Now each side of the armscye (the armscye is that deep vertical "dart" between the two pieces) had its own seam allowance that continued all the way down the side seam, and finishing said edges became easy.  For a nice clean finish,  I turned all SA's over twice to make a narrow hem along all edges and edgestitched.  There was a lot of basting involved, but the end result was very much worth the time.  As it turned out, at 115 cm, my fabric was too narrow to create the entire garment out of one piece, so the side seam was a necessity.

End of story?  Not quite.  When I tried it on, I realized that this design exposes lots of belly flesh unless worn with/over a very high waisted bottom. I don't wear high waisted bottoms.  This also demanded a solution, so  I added a lower panel to the under-lapping (left) side of the wrap:

A fun little winter project!
 The advantage of this added panel is that, since it's separate from the back lower panel from the waist down, it can be tucked inside slacks or a skirt.  Now both my  modesty and Gil's original concept of a body-hugging front with a little back peplum are preserved:

  

It's definitely wearable!  It'll look great over a nice flowy black midi skirt, won't it? And, original design notwithstanding, I'd probably tuck that back panel inside as well.

Side seam and armscye bust dart clearly visible.  The side seam's lower end could be raised so the lower panels split at, not below, the waistline
If I was to make it again, I might make some small adjustments, to wit:



1. raise the upper front;  2.  shorten (drop) the upper back, so the "shoulder corner seams" are a little further back; 3. narrow the back a little; 4. raise the waistline aka point of separation of the front and back peplums; and of course, 5. add the front peplum for belly coverage.  But these are minor.
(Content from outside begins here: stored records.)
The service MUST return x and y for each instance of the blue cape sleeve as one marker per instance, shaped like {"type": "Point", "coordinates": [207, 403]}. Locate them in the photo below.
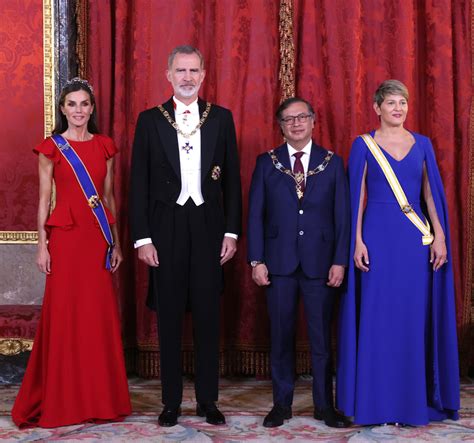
{"type": "Point", "coordinates": [442, 351]}
{"type": "Point", "coordinates": [348, 309]}
{"type": "Point", "coordinates": [442, 358]}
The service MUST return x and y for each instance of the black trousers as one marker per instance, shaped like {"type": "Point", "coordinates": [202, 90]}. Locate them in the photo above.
{"type": "Point", "coordinates": [189, 276]}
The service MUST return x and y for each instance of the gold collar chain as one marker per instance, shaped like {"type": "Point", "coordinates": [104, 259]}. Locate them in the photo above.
{"type": "Point", "coordinates": [299, 177]}
{"type": "Point", "coordinates": [175, 125]}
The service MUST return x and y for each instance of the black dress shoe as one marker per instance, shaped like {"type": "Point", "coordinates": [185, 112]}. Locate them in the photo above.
{"type": "Point", "coordinates": [212, 414]}
{"type": "Point", "coordinates": [331, 418]}
{"type": "Point", "coordinates": [169, 416]}
{"type": "Point", "coordinates": [277, 416]}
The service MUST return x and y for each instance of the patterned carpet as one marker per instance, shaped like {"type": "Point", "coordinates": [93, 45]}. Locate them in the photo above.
{"type": "Point", "coordinates": [244, 402]}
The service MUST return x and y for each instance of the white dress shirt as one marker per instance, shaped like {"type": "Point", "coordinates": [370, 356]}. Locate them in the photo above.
{"type": "Point", "coordinates": [187, 117]}
{"type": "Point", "coordinates": [304, 158]}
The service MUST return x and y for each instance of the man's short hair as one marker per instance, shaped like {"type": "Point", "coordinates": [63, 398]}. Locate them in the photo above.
{"type": "Point", "coordinates": [289, 101]}
{"type": "Point", "coordinates": [390, 87]}
{"type": "Point", "coordinates": [185, 49]}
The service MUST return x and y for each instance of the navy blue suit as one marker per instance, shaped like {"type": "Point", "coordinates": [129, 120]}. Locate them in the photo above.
{"type": "Point", "coordinates": [299, 241]}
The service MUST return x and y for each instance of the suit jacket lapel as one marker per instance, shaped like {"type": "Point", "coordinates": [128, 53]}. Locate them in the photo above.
{"type": "Point", "coordinates": [209, 131]}
{"type": "Point", "coordinates": [169, 137]}
{"type": "Point", "coordinates": [315, 159]}
{"type": "Point", "coordinates": [284, 158]}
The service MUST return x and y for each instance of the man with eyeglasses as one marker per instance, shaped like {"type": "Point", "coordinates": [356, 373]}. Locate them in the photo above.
{"type": "Point", "coordinates": [298, 243]}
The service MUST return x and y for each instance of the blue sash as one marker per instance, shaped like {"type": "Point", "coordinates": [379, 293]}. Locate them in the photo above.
{"type": "Point", "coordinates": [88, 188]}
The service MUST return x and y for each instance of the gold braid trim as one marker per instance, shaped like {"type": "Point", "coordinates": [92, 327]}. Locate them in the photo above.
{"type": "Point", "coordinates": [287, 50]}
{"type": "Point", "coordinates": [82, 16]}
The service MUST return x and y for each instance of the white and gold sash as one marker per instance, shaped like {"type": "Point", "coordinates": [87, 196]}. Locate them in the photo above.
{"type": "Point", "coordinates": [397, 189]}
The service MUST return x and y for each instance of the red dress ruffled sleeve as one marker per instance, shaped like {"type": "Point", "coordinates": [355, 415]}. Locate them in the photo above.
{"type": "Point", "coordinates": [49, 149]}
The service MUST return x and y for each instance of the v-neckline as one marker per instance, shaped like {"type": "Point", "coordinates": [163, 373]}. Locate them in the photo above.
{"type": "Point", "coordinates": [393, 158]}
{"type": "Point", "coordinates": [390, 155]}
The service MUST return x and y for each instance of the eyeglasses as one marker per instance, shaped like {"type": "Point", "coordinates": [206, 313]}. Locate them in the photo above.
{"type": "Point", "coordinates": [290, 120]}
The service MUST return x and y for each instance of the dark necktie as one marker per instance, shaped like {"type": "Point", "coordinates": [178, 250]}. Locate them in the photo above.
{"type": "Point", "coordinates": [298, 170]}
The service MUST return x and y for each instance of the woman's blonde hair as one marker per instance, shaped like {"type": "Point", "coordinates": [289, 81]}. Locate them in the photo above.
{"type": "Point", "coordinates": [390, 87]}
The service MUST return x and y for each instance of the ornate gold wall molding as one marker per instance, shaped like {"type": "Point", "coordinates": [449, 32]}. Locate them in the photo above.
{"type": "Point", "coordinates": [18, 237]}
{"type": "Point", "coordinates": [81, 43]}
{"type": "Point", "coordinates": [468, 290]}
{"type": "Point", "coordinates": [49, 66]}
{"type": "Point", "coordinates": [31, 237]}
{"type": "Point", "coordinates": [287, 50]}
{"type": "Point", "coordinates": [14, 346]}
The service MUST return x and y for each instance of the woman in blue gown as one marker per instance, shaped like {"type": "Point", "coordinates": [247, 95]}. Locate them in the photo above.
{"type": "Point", "coordinates": [397, 351]}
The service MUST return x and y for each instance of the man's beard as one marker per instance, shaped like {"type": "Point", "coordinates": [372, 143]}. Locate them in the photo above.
{"type": "Point", "coordinates": [186, 92]}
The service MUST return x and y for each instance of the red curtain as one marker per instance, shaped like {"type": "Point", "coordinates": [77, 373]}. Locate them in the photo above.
{"type": "Point", "coordinates": [343, 51]}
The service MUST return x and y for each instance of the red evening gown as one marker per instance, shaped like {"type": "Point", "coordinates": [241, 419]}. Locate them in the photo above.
{"type": "Point", "coordinates": [76, 371]}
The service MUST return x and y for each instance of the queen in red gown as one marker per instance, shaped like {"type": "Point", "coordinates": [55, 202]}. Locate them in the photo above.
{"type": "Point", "coordinates": [76, 371]}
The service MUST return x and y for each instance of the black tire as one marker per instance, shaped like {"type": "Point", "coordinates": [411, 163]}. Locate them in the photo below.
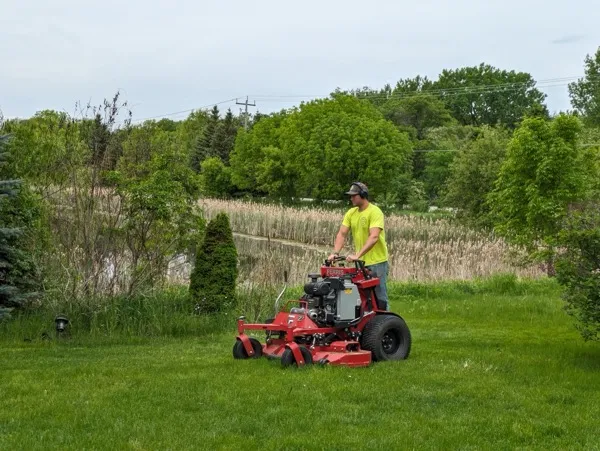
{"type": "Point", "coordinates": [239, 352]}
{"type": "Point", "coordinates": [288, 359]}
{"type": "Point", "coordinates": [387, 337]}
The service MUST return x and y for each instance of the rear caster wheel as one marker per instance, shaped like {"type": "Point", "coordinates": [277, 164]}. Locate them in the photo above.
{"type": "Point", "coordinates": [288, 359]}
{"type": "Point", "coordinates": [239, 352]}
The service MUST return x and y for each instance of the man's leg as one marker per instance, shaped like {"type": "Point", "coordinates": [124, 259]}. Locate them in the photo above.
{"type": "Point", "coordinates": [380, 270]}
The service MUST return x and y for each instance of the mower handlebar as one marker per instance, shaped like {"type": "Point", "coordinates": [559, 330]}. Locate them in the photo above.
{"type": "Point", "coordinates": [360, 264]}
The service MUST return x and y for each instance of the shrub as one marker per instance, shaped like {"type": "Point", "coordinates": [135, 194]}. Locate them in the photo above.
{"type": "Point", "coordinates": [578, 269]}
{"type": "Point", "coordinates": [213, 279]}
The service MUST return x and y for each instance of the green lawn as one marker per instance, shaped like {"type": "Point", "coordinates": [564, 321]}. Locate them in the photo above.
{"type": "Point", "coordinates": [487, 371]}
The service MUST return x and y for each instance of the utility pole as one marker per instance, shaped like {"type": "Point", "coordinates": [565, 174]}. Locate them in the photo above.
{"type": "Point", "coordinates": [246, 110]}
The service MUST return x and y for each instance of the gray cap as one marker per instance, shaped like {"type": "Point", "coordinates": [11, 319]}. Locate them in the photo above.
{"type": "Point", "coordinates": [356, 188]}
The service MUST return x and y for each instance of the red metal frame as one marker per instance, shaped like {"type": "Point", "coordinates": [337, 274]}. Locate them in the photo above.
{"type": "Point", "coordinates": [344, 350]}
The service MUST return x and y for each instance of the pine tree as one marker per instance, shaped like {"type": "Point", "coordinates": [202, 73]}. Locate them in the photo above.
{"type": "Point", "coordinates": [205, 143]}
{"type": "Point", "coordinates": [16, 268]}
{"type": "Point", "coordinates": [213, 280]}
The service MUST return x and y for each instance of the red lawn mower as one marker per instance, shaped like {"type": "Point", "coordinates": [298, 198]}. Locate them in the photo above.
{"type": "Point", "coordinates": [337, 321]}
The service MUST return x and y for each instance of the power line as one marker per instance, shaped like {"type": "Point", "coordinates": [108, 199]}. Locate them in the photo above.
{"type": "Point", "coordinates": [246, 110]}
{"type": "Point", "coordinates": [461, 90]}
{"type": "Point", "coordinates": [184, 111]}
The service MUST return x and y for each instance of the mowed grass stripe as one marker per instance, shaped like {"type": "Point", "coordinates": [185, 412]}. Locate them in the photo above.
{"type": "Point", "coordinates": [486, 372]}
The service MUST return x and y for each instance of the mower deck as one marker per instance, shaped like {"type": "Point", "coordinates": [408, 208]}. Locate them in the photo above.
{"type": "Point", "coordinates": [338, 321]}
{"type": "Point", "coordinates": [290, 325]}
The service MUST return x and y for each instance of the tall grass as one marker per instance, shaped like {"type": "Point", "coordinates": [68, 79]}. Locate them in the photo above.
{"type": "Point", "coordinates": [421, 248]}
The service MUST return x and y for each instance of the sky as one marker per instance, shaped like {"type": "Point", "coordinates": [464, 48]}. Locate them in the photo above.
{"type": "Point", "coordinates": [167, 57]}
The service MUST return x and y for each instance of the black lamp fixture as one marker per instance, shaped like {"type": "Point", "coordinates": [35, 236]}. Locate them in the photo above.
{"type": "Point", "coordinates": [61, 324]}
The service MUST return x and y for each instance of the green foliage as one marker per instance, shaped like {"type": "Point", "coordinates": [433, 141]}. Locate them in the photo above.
{"type": "Point", "coordinates": [473, 174]}
{"type": "Point", "coordinates": [213, 279]}
{"type": "Point", "coordinates": [46, 148]}
{"type": "Point", "coordinates": [487, 95]}
{"type": "Point", "coordinates": [316, 150]}
{"type": "Point", "coordinates": [585, 92]}
{"type": "Point", "coordinates": [17, 270]}
{"type": "Point", "coordinates": [578, 268]}
{"type": "Point", "coordinates": [418, 111]}
{"type": "Point", "coordinates": [436, 165]}
{"type": "Point", "coordinates": [248, 152]}
{"type": "Point", "coordinates": [204, 145]}
{"type": "Point", "coordinates": [158, 197]}
{"type": "Point", "coordinates": [215, 178]}
{"type": "Point", "coordinates": [539, 178]}
{"type": "Point", "coordinates": [417, 197]}
{"type": "Point", "coordinates": [216, 140]}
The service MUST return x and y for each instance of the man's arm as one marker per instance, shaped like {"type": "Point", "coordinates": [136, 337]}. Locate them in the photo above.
{"type": "Point", "coordinates": [340, 239]}
{"type": "Point", "coordinates": [371, 241]}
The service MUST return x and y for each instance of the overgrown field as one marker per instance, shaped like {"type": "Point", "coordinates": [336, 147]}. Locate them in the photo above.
{"type": "Point", "coordinates": [495, 365]}
{"type": "Point", "coordinates": [421, 248]}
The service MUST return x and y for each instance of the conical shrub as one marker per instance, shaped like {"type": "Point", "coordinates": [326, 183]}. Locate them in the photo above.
{"type": "Point", "coordinates": [213, 279]}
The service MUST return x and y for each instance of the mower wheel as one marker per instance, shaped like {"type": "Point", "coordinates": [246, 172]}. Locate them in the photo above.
{"type": "Point", "coordinates": [239, 352]}
{"type": "Point", "coordinates": [387, 337]}
{"type": "Point", "coordinates": [288, 359]}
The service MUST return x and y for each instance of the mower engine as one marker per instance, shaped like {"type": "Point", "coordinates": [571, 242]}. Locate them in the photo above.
{"type": "Point", "coordinates": [331, 300]}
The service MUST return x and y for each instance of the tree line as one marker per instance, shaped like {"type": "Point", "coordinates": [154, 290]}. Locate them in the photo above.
{"type": "Point", "coordinates": [478, 139]}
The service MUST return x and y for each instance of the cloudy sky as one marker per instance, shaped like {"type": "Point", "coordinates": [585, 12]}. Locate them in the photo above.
{"type": "Point", "coordinates": [171, 56]}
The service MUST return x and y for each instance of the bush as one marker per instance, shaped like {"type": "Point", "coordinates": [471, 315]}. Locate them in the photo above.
{"type": "Point", "coordinates": [578, 269]}
{"type": "Point", "coordinates": [213, 279]}
{"type": "Point", "coordinates": [18, 274]}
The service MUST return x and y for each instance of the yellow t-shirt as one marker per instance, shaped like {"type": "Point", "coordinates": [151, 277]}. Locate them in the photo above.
{"type": "Point", "coordinates": [360, 222]}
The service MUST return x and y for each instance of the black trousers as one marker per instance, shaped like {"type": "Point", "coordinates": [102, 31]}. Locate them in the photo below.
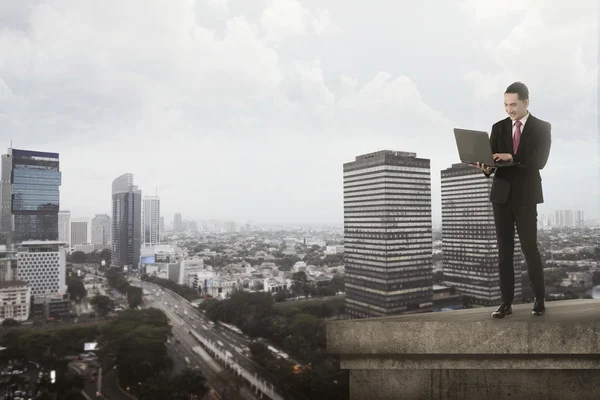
{"type": "Point", "coordinates": [524, 216]}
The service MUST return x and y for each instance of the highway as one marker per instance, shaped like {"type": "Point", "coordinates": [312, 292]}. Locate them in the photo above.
{"type": "Point", "coordinates": [235, 343]}
{"type": "Point", "coordinates": [217, 376]}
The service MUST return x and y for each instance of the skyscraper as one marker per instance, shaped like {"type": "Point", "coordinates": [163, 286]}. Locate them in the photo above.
{"type": "Point", "coordinates": [177, 223]}
{"type": "Point", "coordinates": [29, 188]}
{"type": "Point", "coordinates": [64, 227]}
{"type": "Point", "coordinates": [80, 231]}
{"type": "Point", "coordinates": [388, 234]}
{"type": "Point", "coordinates": [101, 231]}
{"type": "Point", "coordinates": [126, 222]}
{"type": "Point", "coordinates": [579, 221]}
{"type": "Point", "coordinates": [151, 217]}
{"type": "Point", "coordinates": [42, 264]}
{"type": "Point", "coordinates": [469, 248]}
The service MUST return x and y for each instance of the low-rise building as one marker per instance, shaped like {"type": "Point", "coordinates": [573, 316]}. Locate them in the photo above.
{"type": "Point", "coordinates": [15, 300]}
{"type": "Point", "coordinates": [51, 306]}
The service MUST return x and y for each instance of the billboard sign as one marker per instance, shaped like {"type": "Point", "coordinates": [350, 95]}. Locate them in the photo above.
{"type": "Point", "coordinates": [90, 346]}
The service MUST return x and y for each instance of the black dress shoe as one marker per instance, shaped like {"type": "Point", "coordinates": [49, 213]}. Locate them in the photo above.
{"type": "Point", "coordinates": [538, 307]}
{"type": "Point", "coordinates": [502, 311]}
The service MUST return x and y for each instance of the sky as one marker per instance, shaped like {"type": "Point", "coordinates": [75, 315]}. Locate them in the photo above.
{"type": "Point", "coordinates": [247, 110]}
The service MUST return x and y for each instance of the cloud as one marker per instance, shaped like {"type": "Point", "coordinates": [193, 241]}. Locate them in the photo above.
{"type": "Point", "coordinates": [282, 19]}
{"type": "Point", "coordinates": [550, 56]}
{"type": "Point", "coordinates": [249, 113]}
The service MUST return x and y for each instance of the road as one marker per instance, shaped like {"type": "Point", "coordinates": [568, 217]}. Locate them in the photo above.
{"type": "Point", "coordinates": [217, 376]}
{"type": "Point", "coordinates": [235, 343]}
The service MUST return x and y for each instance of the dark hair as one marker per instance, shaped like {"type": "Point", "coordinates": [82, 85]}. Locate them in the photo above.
{"type": "Point", "coordinates": [520, 89]}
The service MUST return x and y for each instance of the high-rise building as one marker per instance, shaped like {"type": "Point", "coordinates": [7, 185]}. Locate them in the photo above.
{"type": "Point", "coordinates": [469, 247]}
{"type": "Point", "coordinates": [126, 222]}
{"type": "Point", "coordinates": [42, 265]}
{"type": "Point", "coordinates": [15, 300]}
{"type": "Point", "coordinates": [388, 234]}
{"type": "Point", "coordinates": [8, 264]}
{"type": "Point", "coordinates": [80, 231]}
{"type": "Point", "coordinates": [64, 227]}
{"type": "Point", "coordinates": [151, 218]}
{"type": "Point", "coordinates": [177, 223]}
{"type": "Point", "coordinates": [101, 231]}
{"type": "Point", "coordinates": [579, 221]}
{"type": "Point", "coordinates": [29, 187]}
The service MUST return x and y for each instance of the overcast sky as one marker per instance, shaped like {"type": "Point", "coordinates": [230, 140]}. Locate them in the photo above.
{"type": "Point", "coordinates": [247, 109]}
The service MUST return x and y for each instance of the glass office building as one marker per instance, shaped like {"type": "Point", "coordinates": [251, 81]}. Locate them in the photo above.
{"type": "Point", "coordinates": [30, 191]}
{"type": "Point", "coordinates": [126, 222]}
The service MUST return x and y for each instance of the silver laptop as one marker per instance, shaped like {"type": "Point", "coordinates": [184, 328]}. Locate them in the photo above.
{"type": "Point", "coordinates": [474, 146]}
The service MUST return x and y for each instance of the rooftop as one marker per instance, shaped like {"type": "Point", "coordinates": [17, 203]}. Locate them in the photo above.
{"type": "Point", "coordinates": [467, 354]}
{"type": "Point", "coordinates": [42, 243]}
{"type": "Point", "coordinates": [9, 284]}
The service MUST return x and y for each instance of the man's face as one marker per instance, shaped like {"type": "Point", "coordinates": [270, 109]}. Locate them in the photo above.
{"type": "Point", "coordinates": [515, 108]}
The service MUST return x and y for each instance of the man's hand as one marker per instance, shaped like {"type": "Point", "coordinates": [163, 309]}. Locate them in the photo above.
{"type": "Point", "coordinates": [487, 170]}
{"type": "Point", "coordinates": [503, 157]}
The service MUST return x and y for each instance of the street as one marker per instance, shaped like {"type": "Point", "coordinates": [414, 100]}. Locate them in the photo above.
{"type": "Point", "coordinates": [209, 367]}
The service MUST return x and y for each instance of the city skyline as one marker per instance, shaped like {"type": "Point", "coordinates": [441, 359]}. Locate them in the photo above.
{"type": "Point", "coordinates": [260, 133]}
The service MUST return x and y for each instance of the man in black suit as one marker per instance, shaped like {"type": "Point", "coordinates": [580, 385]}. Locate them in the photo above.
{"type": "Point", "coordinates": [516, 192]}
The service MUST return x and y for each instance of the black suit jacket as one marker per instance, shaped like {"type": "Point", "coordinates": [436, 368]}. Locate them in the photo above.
{"type": "Point", "coordinates": [523, 183]}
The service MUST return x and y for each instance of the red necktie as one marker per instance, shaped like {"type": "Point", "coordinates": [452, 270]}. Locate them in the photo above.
{"type": "Point", "coordinates": [517, 136]}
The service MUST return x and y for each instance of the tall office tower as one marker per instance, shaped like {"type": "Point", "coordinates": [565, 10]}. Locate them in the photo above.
{"type": "Point", "coordinates": [8, 264]}
{"type": "Point", "coordinates": [388, 234]}
{"type": "Point", "coordinates": [64, 227]}
{"type": "Point", "coordinates": [469, 248]}
{"type": "Point", "coordinates": [29, 187]}
{"type": "Point", "coordinates": [101, 231]}
{"type": "Point", "coordinates": [79, 231]}
{"type": "Point", "coordinates": [42, 265]}
{"type": "Point", "coordinates": [570, 218]}
{"type": "Point", "coordinates": [579, 221]}
{"type": "Point", "coordinates": [177, 223]}
{"type": "Point", "coordinates": [151, 218]}
{"type": "Point", "coordinates": [126, 222]}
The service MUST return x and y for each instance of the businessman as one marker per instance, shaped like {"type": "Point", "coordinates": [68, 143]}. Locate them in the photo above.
{"type": "Point", "coordinates": [516, 191]}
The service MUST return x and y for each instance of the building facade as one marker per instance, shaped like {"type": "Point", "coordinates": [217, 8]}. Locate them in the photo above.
{"type": "Point", "coordinates": [126, 222]}
{"type": "Point", "coordinates": [15, 300]}
{"type": "Point", "coordinates": [42, 264]}
{"type": "Point", "coordinates": [79, 231]}
{"type": "Point", "coordinates": [151, 221]}
{"type": "Point", "coordinates": [64, 227]}
{"type": "Point", "coordinates": [469, 248]}
{"type": "Point", "coordinates": [387, 234]}
{"type": "Point", "coordinates": [30, 189]}
{"type": "Point", "coordinates": [101, 231]}
{"type": "Point", "coordinates": [177, 223]}
{"type": "Point", "coordinates": [8, 264]}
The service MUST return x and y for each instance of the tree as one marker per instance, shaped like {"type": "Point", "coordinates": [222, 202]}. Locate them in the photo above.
{"type": "Point", "coordinates": [134, 296]}
{"type": "Point", "coordinates": [10, 322]}
{"type": "Point", "coordinates": [189, 383]}
{"type": "Point", "coordinates": [78, 257]}
{"type": "Point", "coordinates": [102, 305]}
{"type": "Point", "coordinates": [282, 295]}
{"type": "Point", "coordinates": [76, 288]}
{"type": "Point", "coordinates": [300, 283]}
Do you may recognize the fabric? it's a very pretty lightweight silk crepe from, I think, Fabric Mart, bought many years ago.  It responds very well to the stretching punishment of being a wrap!

09 October, 2015

Layered top pattern design - two finished versions

Now that the summer season is well and truly over and our thoughts begin to run to wools and coats, I want to close the loop on this layered top design.  Here's my second, more whimsical version:


This version has a little more front coverage, more back flare,  is a little longer in front, and significantly longer in the back.  You can see these changes below in the main piece of the pattern:


The biggest change is in the back, where I slashed and spread the pattern.  I did this to explore the design possibilities of this funny striped cotton.  To wit:





















This revision came to me as I was playing with the yellow versions - I thought, it has an ever so faint whiff of a Balenciaga dress, so let's build on that.  You've all heard of Cristobal Balenciaga, right? The (no longer) living god of couture, active from the 1940's to the early 70's? So many of his designs favoured the high-low look, had a strong back flare, and avoided the natural waistline like the plague:

 

 

Each time I look at these I think his fundamental inspiration was the Italian Rennaissance:



 

Not in the details of course, but certainly in the silhouette he evoked.

My first, yellow, finished version, also had a teensy little bit of that:





...and it had a lot less coverage in the front!  Perfect for those who wish to show off that bellybutton piercing, eh? (really, does anyone still do that?  it seems so passé....)

I'm going to leave this subject in highlighting the very many similar versions that strutted the runways last month for Spring 2016:

Look at that:  the bare belly look!
Tunic length with pleated shoulder detail


With a flap pocket

In a boucle or sweater knit

And even in leather, over a maxi.
When I make my wearable version(s), I'm thinking not of leather but a semi-sheer stretch chiffon, to highlight the overlapping and the unusual seaming.  Or a stiffish poly-rayon brocade, to make that back flare stand out and the Renaissance vibe ring out loud.

The last word belongs to Balenciaga after all - here's one of from his very own design house, from a runway show of many, many years ago (I found it a couple of days ago.... go figure: everything old is new again!)

With a  little modesty button at lower CF.